В общем, проиграли все. Социал-демократы были унижены, свободные демократы подавлены, христианские демократы разочарованы, демократические социалисты разгромлены. Единственными победителями оказались «зеленые». Они, разумеется, торжествовали. Увы, эта радость не имела ничего общего с удовлетворением людей, получивших поддержку своей политической линии. Ибо таковой у немецких «зеленых» давно уже не было. Избиратель голосовал не за политику «зеленых», он просто выбрал их в качестве наименьшего зла. Прошли времена, когда под знаменем «зеленых» собирались сторонники радикальных экологических движений. В правительстве Шредера «зеленые» представляли собой просто сборище карьеристов с более или менее левым прошлым. Впрочем, нечто подобное можно было сказать и об их социал-демократических коллегах, вошедших в политику в бурное время поздних 60-х и ранних 70-х под лозунгами антибуржуазной революции и сопротивления вьетнамской войне. К тому времени, когда бывшие радикалы, пройдя «долгий путь через институты», достигли министерских кресел, вся их стратегия и тактика свелась к получению постов в министерствах и парламентских комиссиях.
И все же именно потому, что «зеленые» сами не знали, за что выступают, эта партия стала «последним вариантом» для разочарованного избирателя. Все остальные вызвали негативную реакцию, а «зеленые» не вызывали вообще никаких чувств. В худшем случае – просто презрение. Те, кто не хотел прихода к власти правых, но испытывали отвращение к Шредеру, проголосовали за карьериста Фишера. И тем самым действительно добились своего. Правые к власти не пришли, а Шредеру и компании головная боль на четыре года была обеспечена.
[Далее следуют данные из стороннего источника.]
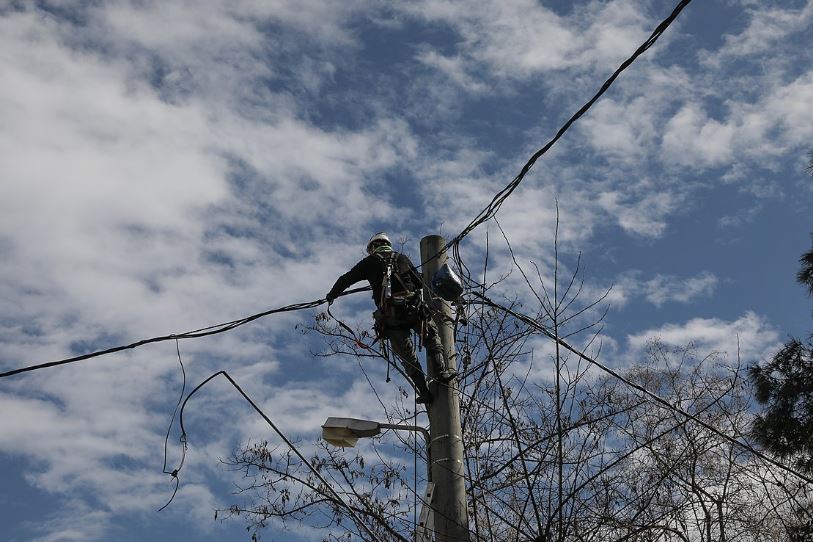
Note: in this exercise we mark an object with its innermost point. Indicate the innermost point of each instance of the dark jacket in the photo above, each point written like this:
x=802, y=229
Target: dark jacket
x=373, y=268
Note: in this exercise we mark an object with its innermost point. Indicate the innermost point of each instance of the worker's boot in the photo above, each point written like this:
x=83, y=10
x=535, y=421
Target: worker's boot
x=424, y=395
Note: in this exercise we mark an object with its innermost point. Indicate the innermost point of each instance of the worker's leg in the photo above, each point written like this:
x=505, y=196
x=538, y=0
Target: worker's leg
x=435, y=350
x=402, y=345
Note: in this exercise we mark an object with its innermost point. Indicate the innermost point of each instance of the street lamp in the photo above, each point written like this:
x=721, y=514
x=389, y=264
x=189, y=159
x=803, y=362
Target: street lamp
x=345, y=432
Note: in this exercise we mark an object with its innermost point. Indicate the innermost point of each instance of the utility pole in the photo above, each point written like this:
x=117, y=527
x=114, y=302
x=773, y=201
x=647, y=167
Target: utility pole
x=446, y=438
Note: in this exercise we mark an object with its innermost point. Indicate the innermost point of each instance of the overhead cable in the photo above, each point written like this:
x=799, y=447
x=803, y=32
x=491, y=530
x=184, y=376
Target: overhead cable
x=202, y=332
x=658, y=399
x=491, y=209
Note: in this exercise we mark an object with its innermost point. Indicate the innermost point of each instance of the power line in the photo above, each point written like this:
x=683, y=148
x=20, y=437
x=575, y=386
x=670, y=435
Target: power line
x=491, y=209
x=202, y=332
x=532, y=323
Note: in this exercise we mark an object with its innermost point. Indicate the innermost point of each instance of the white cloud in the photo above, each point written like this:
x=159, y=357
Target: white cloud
x=750, y=336
x=663, y=289
x=524, y=38
x=767, y=26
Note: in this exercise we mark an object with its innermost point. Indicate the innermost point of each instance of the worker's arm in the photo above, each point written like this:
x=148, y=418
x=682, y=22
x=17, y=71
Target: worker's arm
x=357, y=274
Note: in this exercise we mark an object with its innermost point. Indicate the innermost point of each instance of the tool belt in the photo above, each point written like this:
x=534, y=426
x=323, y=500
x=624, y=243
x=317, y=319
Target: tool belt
x=400, y=311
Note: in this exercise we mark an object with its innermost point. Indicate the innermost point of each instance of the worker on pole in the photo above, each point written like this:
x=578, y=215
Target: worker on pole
x=397, y=292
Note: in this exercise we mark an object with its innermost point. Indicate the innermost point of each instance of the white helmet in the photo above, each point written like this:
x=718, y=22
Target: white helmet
x=379, y=238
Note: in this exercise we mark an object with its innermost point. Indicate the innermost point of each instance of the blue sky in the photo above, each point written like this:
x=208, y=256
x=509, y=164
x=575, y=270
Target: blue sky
x=169, y=165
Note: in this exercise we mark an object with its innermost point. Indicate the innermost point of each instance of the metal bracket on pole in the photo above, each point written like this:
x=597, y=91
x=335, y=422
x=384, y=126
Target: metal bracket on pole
x=426, y=521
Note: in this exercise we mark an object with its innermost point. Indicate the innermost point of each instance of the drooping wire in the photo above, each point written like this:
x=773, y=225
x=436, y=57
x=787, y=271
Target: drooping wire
x=174, y=473
x=197, y=333
x=285, y=439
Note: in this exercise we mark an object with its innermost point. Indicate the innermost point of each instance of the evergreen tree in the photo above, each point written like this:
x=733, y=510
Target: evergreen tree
x=784, y=387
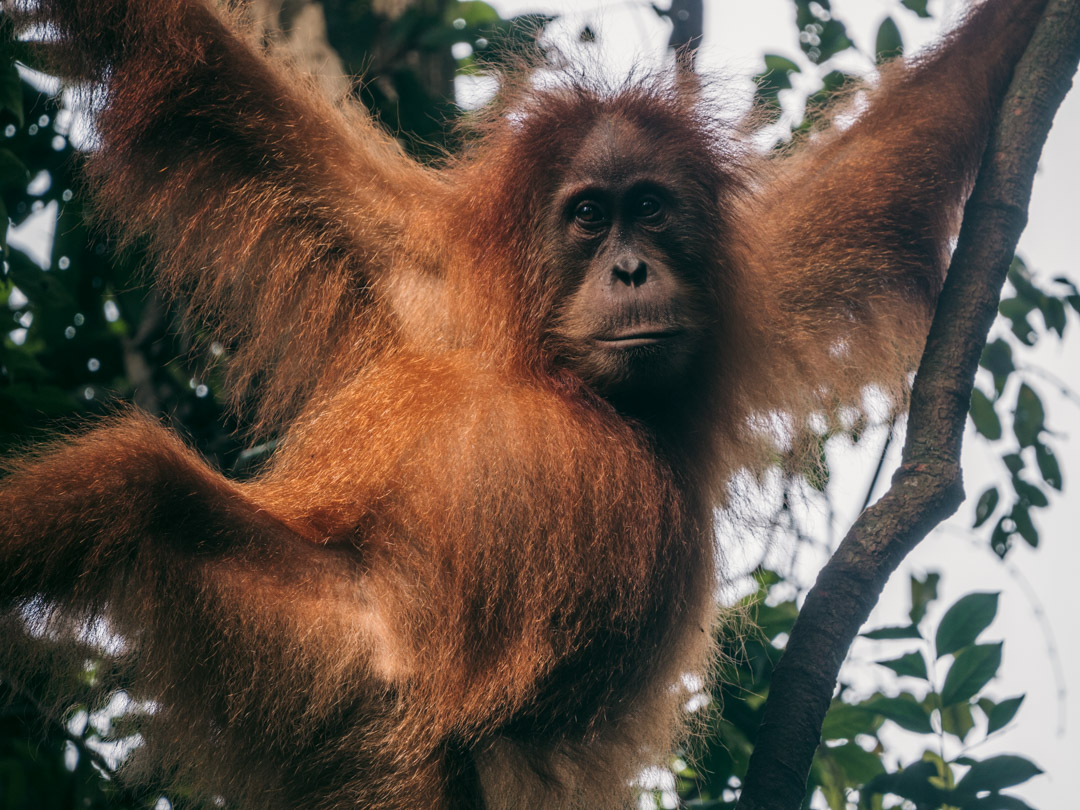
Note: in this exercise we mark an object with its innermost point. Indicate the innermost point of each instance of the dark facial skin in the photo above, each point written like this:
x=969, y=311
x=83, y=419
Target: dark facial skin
x=634, y=314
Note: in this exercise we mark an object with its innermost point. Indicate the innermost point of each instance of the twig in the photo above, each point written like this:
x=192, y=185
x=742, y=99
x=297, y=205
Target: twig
x=928, y=485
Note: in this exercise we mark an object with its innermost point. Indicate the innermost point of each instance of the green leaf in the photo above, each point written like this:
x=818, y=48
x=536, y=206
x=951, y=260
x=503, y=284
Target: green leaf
x=995, y=773
x=1013, y=462
x=984, y=416
x=1053, y=314
x=1029, y=495
x=1025, y=527
x=910, y=664
x=1048, y=466
x=987, y=502
x=912, y=783
x=962, y=622
x=997, y=359
x=1029, y=416
x=860, y=766
x=922, y=593
x=888, y=634
x=1002, y=714
x=970, y=672
x=844, y=721
x=11, y=92
x=919, y=7
x=904, y=711
x=1001, y=538
x=774, y=78
x=13, y=172
x=958, y=720
x=889, y=42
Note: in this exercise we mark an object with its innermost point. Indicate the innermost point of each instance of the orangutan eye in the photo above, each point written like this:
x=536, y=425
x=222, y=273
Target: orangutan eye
x=648, y=207
x=590, y=214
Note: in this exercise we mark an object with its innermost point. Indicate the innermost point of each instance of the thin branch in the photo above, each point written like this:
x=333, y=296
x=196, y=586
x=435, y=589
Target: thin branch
x=928, y=486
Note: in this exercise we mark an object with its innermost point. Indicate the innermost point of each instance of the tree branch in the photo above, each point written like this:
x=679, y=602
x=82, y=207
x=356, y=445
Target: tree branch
x=928, y=486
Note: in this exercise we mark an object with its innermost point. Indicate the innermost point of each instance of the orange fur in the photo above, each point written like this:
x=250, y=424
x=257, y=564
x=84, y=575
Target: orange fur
x=464, y=579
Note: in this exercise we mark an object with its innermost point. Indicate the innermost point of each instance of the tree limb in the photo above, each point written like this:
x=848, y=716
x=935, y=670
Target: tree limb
x=928, y=486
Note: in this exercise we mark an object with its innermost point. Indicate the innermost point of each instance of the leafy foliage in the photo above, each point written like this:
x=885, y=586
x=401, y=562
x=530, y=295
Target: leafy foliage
x=83, y=332
x=853, y=766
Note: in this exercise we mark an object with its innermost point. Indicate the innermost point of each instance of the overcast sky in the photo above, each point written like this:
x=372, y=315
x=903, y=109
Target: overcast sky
x=1039, y=588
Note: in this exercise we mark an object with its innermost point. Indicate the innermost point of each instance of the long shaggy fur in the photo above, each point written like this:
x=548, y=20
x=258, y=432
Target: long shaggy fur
x=464, y=580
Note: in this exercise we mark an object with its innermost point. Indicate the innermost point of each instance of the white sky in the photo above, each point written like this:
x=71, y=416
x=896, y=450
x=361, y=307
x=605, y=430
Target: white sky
x=1038, y=607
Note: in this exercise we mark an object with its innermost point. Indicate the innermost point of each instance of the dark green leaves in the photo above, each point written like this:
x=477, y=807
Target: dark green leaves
x=987, y=502
x=889, y=43
x=962, y=623
x=912, y=664
x=996, y=773
x=999, y=715
x=984, y=416
x=970, y=672
x=904, y=711
x=1029, y=416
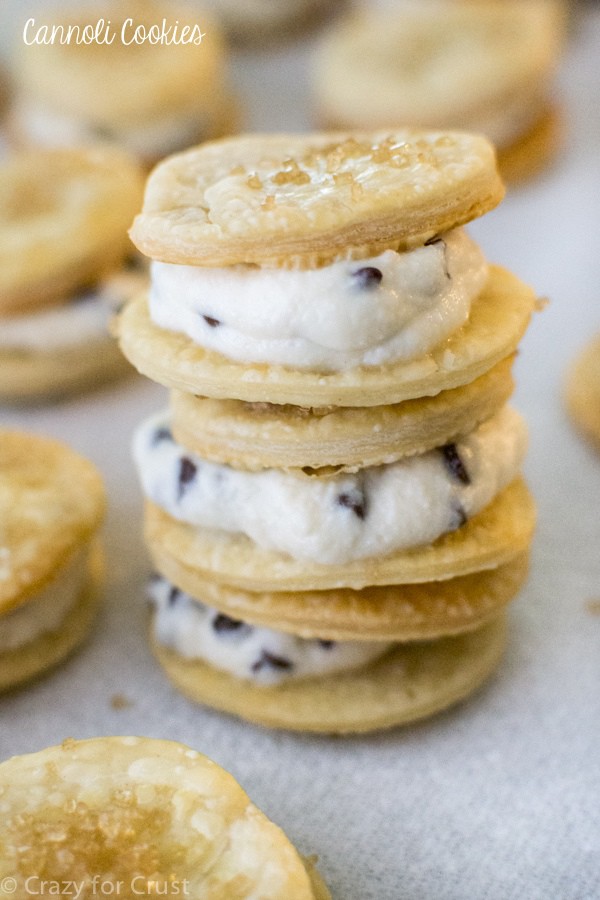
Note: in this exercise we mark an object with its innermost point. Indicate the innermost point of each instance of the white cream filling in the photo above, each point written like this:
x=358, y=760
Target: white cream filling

Итак, победителей не было. Однако не надо забывать еще одно обстоятельство. В последние недели перед выборами Шредер резко повернул влево. Вспомнив свое марксистско-пацифистское прошлое, он начал произносить громогласные антиамериканские речи, требуя от Буша, чтобы тот отказался от уже обещанного нападения на Багдад. Как только в Шредере проснулся радикал образца 1968 года, рейтинг его стремительно пошел вверх. Именно в этот момент стало ясно, что Шредер может удержаться у власти, а корабль ПДС пошел ко дну. Сделав левый вираж, социал-демократы просто «протаранили» своих левых партнеров, ожидавших, что хоть на антивоенной теме они смогут выделиться.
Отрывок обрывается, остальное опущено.